Too many of my clients wake in the night replaying a scenario with a peer, or neighbor where they fear they disappointed another or said the wrong thing. The lack of harmony gnaws at their spirit and keeps them up at night with an anxiety that lives in the bones.

If a value of ours is authenticity, as an example, or integrity or kindness, then we can assess our actions against that measuring stick, and create some room for the discomfort of an aligned life.

Committing to way where we prioritize the happiness of others is one we all know, what would happen if we could relax the grip?

Shift Four: Know how much “more” is enough.

More learning
More growth
More money
More likes
More time
More shoes
More sleep
More freedom
More impact
More movement
More vegetables

In our super sized, capitalist culture the invitation is always to have more. It has it’s allure, especially when it’s about more chocolate. But the chase is endless — you’ll never, ever arrive when the goal is about having more.

What about knowing how much more is enough? It takes some conscious attention to define what will really satisfy yet when we do, and we find our self living in a place of enough, it’s glorious! There is so much freedom to be found in releasing “more” and becoming more intimately acquainted with your places of being fully satiated.

The pursuit of more is endless. It’s hamster wheel living. It’s a life of comparison and a life of hustling, because you never get to more. And it is a way that robs us of feeling like we’ve done or had enough.

Shift Five: Who says you have to take up space?

Women are being invited to play big, take up space, be bold, be more…. yes to all this!

I’m all for big, bold, powerful and taking up space. Yet, are there not also parts of our lives where we might want to be off the radar, off the grid, quiet, tiny or just plain absent? What about a menu of all-the-forms and ways-to-self-express that are independent of size?

What if you want to simply show up different? What if you could take up any shape you wanted? Where would you expand? Where would you contract? And what if your way of being in the world was as effortless as your breathing?

A life of success isn’t governed by new ways of being nor by a new agenda for women. We don’t need ways of being — we need our own way of being, one that’s grounded in more choice and full of agency and a f-ton of sufficiency. What’s yours?

You get to show up how you want to show up when you want to show up.

Shift Six: You’re already successful.

For the goal driven, accomplished woman determined to reach her destination, she may forget that she’s already successful now. We’re encouraged to adopt a way of being in the world that keeps our eye on what’s ahead of us and to keep our heads down, and sometimes hearts off to get there.

A clear, compelling destination is fantastic. Having goals as radar is powerful.

But way if we learned to include the journey and made priority having the day to day matter as well? How then would you design your life? Would today be different if you made both important? What would shift? How would your pace change? Could you enjoy success sooner?

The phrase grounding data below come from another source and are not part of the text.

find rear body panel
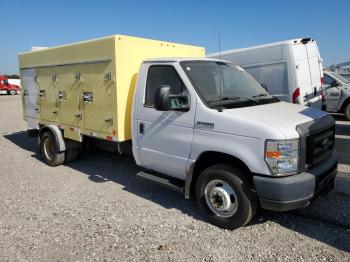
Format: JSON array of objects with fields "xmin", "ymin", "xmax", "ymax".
[{"xmin": 19, "ymin": 35, "xmax": 205, "ymax": 142}]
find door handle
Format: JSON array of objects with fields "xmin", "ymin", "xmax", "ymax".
[{"xmin": 139, "ymin": 123, "xmax": 144, "ymax": 134}]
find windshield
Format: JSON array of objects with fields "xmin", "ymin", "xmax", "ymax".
[
  {"xmin": 332, "ymin": 72, "xmax": 350, "ymax": 84},
  {"xmin": 181, "ymin": 61, "xmax": 278, "ymax": 109}
]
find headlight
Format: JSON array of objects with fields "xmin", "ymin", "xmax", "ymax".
[{"xmin": 265, "ymin": 139, "xmax": 299, "ymax": 175}]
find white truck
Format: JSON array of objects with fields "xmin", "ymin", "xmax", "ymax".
[
  {"xmin": 323, "ymin": 70, "xmax": 350, "ymax": 120},
  {"xmin": 208, "ymin": 38, "xmax": 324, "ymax": 109},
  {"xmin": 19, "ymin": 35, "xmax": 337, "ymax": 229}
]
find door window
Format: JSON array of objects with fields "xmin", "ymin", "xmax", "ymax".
[
  {"xmin": 145, "ymin": 65, "xmax": 186, "ymax": 107},
  {"xmin": 324, "ymin": 74, "xmax": 336, "ymax": 89}
]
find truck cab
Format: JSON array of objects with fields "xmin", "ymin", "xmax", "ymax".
[
  {"xmin": 0, "ymin": 76, "xmax": 21, "ymax": 95},
  {"xmin": 323, "ymin": 70, "xmax": 350, "ymax": 120},
  {"xmin": 132, "ymin": 58, "xmax": 337, "ymax": 229}
]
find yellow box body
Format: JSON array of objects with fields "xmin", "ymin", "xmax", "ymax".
[{"xmin": 19, "ymin": 35, "xmax": 205, "ymax": 141}]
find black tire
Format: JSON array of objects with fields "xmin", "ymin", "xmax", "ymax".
[
  {"xmin": 8, "ymin": 90, "xmax": 17, "ymax": 95},
  {"xmin": 40, "ymin": 131, "xmax": 65, "ymax": 166},
  {"xmin": 344, "ymin": 103, "xmax": 350, "ymax": 121},
  {"xmin": 196, "ymin": 164, "xmax": 257, "ymax": 230},
  {"xmin": 65, "ymin": 149, "xmax": 79, "ymax": 163}
]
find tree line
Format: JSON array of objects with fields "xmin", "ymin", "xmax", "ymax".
[{"xmin": 3, "ymin": 74, "xmax": 20, "ymax": 79}]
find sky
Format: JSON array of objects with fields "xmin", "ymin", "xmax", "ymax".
[{"xmin": 1, "ymin": 0, "xmax": 349, "ymax": 74}]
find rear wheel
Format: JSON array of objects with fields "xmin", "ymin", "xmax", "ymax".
[
  {"xmin": 196, "ymin": 164, "xmax": 256, "ymax": 229},
  {"xmin": 344, "ymin": 103, "xmax": 350, "ymax": 121},
  {"xmin": 40, "ymin": 131, "xmax": 65, "ymax": 166},
  {"xmin": 8, "ymin": 90, "xmax": 17, "ymax": 95}
]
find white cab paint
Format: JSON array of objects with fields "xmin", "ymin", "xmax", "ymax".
[{"xmin": 132, "ymin": 58, "xmax": 329, "ymax": 177}]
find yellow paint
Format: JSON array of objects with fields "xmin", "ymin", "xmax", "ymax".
[
  {"xmin": 55, "ymin": 65, "xmax": 83, "ymax": 128},
  {"xmin": 19, "ymin": 35, "xmax": 205, "ymax": 142},
  {"xmin": 64, "ymin": 127, "xmax": 82, "ymax": 142},
  {"xmin": 36, "ymin": 67, "xmax": 59, "ymax": 123}
]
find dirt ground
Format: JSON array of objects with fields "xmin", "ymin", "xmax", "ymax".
[{"xmin": 0, "ymin": 95, "xmax": 349, "ymax": 261}]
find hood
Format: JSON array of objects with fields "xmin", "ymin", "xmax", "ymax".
[{"xmin": 196, "ymin": 101, "xmax": 329, "ymax": 139}]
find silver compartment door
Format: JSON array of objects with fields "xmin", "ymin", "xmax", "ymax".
[{"xmin": 21, "ymin": 69, "xmax": 38, "ymax": 127}]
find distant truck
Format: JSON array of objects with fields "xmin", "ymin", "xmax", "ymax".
[
  {"xmin": 323, "ymin": 70, "xmax": 350, "ymax": 120},
  {"xmin": 0, "ymin": 75, "xmax": 21, "ymax": 95},
  {"xmin": 208, "ymin": 38, "xmax": 324, "ymax": 109},
  {"xmin": 19, "ymin": 35, "xmax": 337, "ymax": 229}
]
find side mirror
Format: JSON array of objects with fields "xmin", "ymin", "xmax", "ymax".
[
  {"xmin": 154, "ymin": 85, "xmax": 171, "ymax": 111},
  {"xmin": 154, "ymin": 85, "xmax": 189, "ymax": 111}
]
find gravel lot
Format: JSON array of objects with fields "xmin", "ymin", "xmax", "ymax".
[{"xmin": 0, "ymin": 95, "xmax": 349, "ymax": 261}]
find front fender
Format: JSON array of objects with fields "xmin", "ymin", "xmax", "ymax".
[
  {"xmin": 190, "ymin": 129, "xmax": 270, "ymax": 175},
  {"xmin": 338, "ymin": 91, "xmax": 350, "ymax": 112}
]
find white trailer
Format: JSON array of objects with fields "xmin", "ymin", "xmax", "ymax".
[{"xmin": 208, "ymin": 38, "xmax": 324, "ymax": 108}]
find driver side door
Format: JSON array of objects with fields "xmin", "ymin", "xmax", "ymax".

It matters that we leave the hustle behind and a life where we expect long hours of working. Endless to do lists, and falling on the sofa at the end of the work day with only the energy to lift the remote is a hard way of achieving success.

Can we weave joy into the journey with lots of pause points and celebration along the way?

Back to the big maple trees out back.

I notice that they set down one wee leaf at a time. Sure, from time to time the wind blows and sweeps many more off their branches. But today, I can count them as they fall. Miraculously, that pace works. It feels slow to me, but that’s part of the shift I’m inviting, to allow the pace of growth and change that’s modeled in nature to inform my own. Small shifts get us there.